Uma Mulher Beirã

Os anos que por ela passaram marcaram-lhe o rosto em rugas cavadas pelo suor. As mãos grossas e calejadas pela enxada no amanho da fazenda, ainda afagam com o mesmo amor as roupas que cose e passa a ferro para o seu homem não fazer má figura.

Na vinda do trabalho de um dia a rogo que deu, traz ainda na gamela umas couves e uma mão cheia de batatas novas que a Zulmira lhe ofereceu. Vai ser um mimo para a sua família a ceia dessa noite. Fartos das batatas desgreladas e já engelhadas, as novas basta raspar para se lhe tirar a pele e que gostinho que dão, depois de regadas com um pingo de azeite ou de banha e umas petingas assadas na brasa.

Vai confiante que o lume já esteja aceso e que o seu mais velho tenha trazido uma saca de pinhas. Coitado do menino que tanto trabalha depois de vir da escola, mas é preciso, na ajuda para criar os manos.
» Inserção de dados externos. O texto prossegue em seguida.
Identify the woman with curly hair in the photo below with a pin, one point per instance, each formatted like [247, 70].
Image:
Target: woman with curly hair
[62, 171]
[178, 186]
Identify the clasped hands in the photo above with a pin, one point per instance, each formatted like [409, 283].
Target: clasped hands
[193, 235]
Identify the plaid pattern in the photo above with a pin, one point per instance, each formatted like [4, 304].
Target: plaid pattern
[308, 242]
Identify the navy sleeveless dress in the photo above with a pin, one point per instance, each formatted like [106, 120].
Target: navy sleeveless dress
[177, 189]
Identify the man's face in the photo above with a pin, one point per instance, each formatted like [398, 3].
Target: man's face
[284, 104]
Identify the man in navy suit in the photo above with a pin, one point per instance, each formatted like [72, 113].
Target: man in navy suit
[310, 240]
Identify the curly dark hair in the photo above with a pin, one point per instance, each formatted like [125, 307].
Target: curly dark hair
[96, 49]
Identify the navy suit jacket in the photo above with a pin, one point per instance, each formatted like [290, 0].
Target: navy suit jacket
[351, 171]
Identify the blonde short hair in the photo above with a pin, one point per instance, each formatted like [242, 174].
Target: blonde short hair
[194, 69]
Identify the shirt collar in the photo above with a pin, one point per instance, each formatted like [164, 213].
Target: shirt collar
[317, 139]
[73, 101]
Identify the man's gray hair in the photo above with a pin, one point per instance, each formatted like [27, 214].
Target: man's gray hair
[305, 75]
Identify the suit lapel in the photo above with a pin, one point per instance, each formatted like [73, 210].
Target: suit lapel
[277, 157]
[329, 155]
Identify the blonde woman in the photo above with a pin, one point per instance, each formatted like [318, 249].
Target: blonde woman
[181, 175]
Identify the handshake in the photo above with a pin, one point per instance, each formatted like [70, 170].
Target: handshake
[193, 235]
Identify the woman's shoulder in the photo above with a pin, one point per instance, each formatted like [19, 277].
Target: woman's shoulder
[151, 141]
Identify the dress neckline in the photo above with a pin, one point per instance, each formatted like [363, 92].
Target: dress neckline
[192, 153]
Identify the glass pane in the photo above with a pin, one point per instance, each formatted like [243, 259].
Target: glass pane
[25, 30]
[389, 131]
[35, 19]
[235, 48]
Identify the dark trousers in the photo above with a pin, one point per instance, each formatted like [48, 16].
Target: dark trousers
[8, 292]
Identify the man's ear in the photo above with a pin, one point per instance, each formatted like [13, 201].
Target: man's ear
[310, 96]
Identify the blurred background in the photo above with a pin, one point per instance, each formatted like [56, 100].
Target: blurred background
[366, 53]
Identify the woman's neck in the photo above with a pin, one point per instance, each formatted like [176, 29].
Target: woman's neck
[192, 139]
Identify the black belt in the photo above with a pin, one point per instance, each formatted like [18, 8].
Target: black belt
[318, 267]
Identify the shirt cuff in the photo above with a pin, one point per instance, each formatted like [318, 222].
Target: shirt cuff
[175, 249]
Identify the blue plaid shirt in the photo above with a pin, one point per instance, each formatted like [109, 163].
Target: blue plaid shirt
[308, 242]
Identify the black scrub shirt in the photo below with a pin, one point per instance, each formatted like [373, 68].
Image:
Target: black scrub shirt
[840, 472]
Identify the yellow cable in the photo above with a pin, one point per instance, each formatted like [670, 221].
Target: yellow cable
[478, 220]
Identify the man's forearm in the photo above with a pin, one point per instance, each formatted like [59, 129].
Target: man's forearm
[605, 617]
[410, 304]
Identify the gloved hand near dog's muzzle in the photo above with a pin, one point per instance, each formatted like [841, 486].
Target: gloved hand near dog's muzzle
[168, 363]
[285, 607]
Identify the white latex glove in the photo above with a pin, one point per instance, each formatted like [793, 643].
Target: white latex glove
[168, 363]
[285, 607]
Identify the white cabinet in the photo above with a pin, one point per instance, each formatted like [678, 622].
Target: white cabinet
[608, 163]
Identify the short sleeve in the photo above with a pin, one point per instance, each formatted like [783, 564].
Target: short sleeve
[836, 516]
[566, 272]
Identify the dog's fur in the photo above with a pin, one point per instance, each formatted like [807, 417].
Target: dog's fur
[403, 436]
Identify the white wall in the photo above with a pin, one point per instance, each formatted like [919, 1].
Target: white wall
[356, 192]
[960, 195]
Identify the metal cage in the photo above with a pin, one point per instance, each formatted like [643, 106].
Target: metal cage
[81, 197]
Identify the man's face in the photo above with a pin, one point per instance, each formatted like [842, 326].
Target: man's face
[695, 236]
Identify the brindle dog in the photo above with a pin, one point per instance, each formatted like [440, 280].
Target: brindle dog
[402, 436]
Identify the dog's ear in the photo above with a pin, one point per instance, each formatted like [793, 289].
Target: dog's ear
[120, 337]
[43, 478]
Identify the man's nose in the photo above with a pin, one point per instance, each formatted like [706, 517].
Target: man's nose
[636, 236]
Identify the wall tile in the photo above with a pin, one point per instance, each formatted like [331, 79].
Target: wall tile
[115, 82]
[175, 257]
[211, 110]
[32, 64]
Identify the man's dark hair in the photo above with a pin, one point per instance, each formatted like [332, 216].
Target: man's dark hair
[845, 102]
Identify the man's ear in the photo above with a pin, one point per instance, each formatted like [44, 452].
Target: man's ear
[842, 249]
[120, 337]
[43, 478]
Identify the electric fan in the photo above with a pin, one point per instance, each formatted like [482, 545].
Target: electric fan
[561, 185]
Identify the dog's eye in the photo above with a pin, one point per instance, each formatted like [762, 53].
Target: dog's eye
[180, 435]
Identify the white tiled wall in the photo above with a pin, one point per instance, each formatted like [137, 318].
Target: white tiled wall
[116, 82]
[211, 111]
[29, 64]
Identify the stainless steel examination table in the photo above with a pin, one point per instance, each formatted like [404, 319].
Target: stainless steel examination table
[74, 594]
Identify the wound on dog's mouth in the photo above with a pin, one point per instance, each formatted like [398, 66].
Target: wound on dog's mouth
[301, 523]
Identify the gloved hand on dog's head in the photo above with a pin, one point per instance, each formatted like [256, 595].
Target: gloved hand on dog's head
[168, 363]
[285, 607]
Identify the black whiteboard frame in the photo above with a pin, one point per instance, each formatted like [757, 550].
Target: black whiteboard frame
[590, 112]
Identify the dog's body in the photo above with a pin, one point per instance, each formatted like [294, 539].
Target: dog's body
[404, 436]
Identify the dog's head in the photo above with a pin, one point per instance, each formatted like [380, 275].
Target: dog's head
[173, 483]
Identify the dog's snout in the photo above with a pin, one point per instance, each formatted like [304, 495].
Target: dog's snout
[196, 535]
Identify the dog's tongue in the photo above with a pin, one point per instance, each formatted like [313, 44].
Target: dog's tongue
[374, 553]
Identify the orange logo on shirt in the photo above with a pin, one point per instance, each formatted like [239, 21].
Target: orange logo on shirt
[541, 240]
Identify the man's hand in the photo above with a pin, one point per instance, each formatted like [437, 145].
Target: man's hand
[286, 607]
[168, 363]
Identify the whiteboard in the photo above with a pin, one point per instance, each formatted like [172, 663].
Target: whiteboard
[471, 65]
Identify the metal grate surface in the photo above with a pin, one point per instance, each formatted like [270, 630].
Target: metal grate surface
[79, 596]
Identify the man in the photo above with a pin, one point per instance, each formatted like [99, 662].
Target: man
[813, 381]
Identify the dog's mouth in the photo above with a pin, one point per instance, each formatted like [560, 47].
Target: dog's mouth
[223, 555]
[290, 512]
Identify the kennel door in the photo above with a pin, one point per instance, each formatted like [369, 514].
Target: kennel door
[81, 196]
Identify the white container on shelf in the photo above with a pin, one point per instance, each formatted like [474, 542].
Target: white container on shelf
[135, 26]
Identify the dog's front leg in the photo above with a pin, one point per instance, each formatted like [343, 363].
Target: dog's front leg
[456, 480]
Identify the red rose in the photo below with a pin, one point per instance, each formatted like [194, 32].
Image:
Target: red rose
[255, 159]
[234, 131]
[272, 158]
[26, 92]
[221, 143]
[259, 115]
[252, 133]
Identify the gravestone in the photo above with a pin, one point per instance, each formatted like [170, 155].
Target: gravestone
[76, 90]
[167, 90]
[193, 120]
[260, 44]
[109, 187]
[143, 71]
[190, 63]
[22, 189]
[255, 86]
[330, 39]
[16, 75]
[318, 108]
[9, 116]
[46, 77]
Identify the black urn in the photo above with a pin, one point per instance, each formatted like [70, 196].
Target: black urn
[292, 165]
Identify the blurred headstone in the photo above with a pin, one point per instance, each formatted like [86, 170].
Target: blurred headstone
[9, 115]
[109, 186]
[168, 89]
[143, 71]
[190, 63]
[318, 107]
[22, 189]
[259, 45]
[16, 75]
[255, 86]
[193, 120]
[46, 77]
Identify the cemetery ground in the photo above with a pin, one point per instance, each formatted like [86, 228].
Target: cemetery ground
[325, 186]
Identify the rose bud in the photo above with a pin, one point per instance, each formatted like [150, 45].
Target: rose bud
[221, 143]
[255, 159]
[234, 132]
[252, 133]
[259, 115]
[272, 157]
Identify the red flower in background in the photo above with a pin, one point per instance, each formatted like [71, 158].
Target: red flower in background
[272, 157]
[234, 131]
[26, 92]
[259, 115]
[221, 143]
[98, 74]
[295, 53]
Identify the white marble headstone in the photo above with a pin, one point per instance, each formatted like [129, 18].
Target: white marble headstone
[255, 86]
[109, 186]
O toque das trindades anuncia o fim do trabalho, não para ela, ainda há que fazer a janta. As camas têm que ser feitas, dar um jeito à palha do colchão e esticar a roupa. Da cozinha vem o recado que a panela já ferve. Um puxão mais apressado e toda a sua atenção se prende agora com a comida.

A ceia é servida, primeiro ao seu homem, depois os filhos, por fim ela. Vai-se comendo em silêncio como se fora pecado falar à refeição. A noite está quente, os miúdos vão brincar mais um pouco. Conversa com o seu homem sobre os viços e feijões que precisam ser regados.

São horas de ir para a cama, vai à rua chamar os garotos, lavar-lhes os pés e deitá-los. Com o mesmo carinho lava os pés ao seu marido, que vai à frente, enquanto ela se lava. Com a candeia espreita o quarto dos pequenos se tudo está bem, ao tempo que ouve o marido dar corda ao despertador para se levantarem cedo e despejar o poço antes de ir ganhar o dia fora.

Ainda mal se vê, já a picota vai acima vai abaixo despejando baldes sobre baldes no rego que ela encaminha para regar os feijões. Extenuados regressam a casa. Tudo dorme. Há que acordá-los para tomarem o café de cevada com um bocado de broa migada. O farnel para o seu homem já está pronto. É só embrulhar a marmita em jornais, para chegar quentinha, que mete num cesto de vime que ele ata no suporte da bicicleta.

Tudo despachado, sobra agora um pouco de tempo para arranjar a trouxa de roupa para lavar. Na ribeira depois da roupa lavada é estendida ali mesmo para secar e corar. Na torre, as badaladas das onze e meia fazem-na apressar. Ainda bem que já deixou o feijão cozido, com um bocado de toucinho para lhe dar gosto, agora é acrescentar água umas couves ripadas e tem-se uma sopa de se lamber os beiços, claro que não pode faltar uma boa fatia de pão de milho.

Na lareira serve escudelas de sopa que os seus meninos vão comendo, sentados no banco baixo que a rodeia. A tigela em cima dos joelhos, vão sorvendo a refeição do meio-dia a que juntam broa ralada para engrossar o caldo.

«Que deleite santo Deus, ver como eles comem». O mais velho prepara-se para sair com os rapazes do povo pastorear as ovelhas pro monte. As recomendações do costume sobre o cuidado a terem com o gado para não se perderem enquanto brincam.

A tarde ocupa-a com uma barrela mais pormenorizada e se der tempo ainda lava com sabão amarelo a pequena sala. Não deu, tem que ficar para o próximo sábado. Aproveita para alindar as roupas dos pequenos porque amanhã é domingo.

O pedido do filho para comprar mais um livro pra escola, faz-lhe dar um aperto no coração. Lá tem que tirar do saquito onde ia guardando umas poucas moedas, que punha de parte para mandar fazer umas botas para o seu homem.

Hoje não há rega, é domingo, ainda assim levanta-se à mesma hora para tratar os animais e deixar tempo livre aos seus meninos para diferenciarem o dia. O mesmo para o seu homem que depois da missa se entretém a ouvir o relato da bola e beber um copito com os amigos.

Para ela é um dia em que o trabalho no campo lhe dá folga, mas em casa não. Tem que tratar da lide caseira, os seus animais, as refeições mais esmeradas e à noite com os pequenos já na cama ainda cose uns fundilhos nas calças do seu pessoal.

- Ó Mãe vossemecê nunca descansa? – Pergunta o seu mais velho, depois de dormir o primeiro sono e ver a mãe agarrada à costura.

- Dorme filho! Tenho tempo de descansar quando morrer.- Graceja a mãe.

Jamais o Tonito se esqueceu da frase da mãe.

Quando ela faleceu a sua lápide dizia:

“Finalmente já pode descansar mamã”.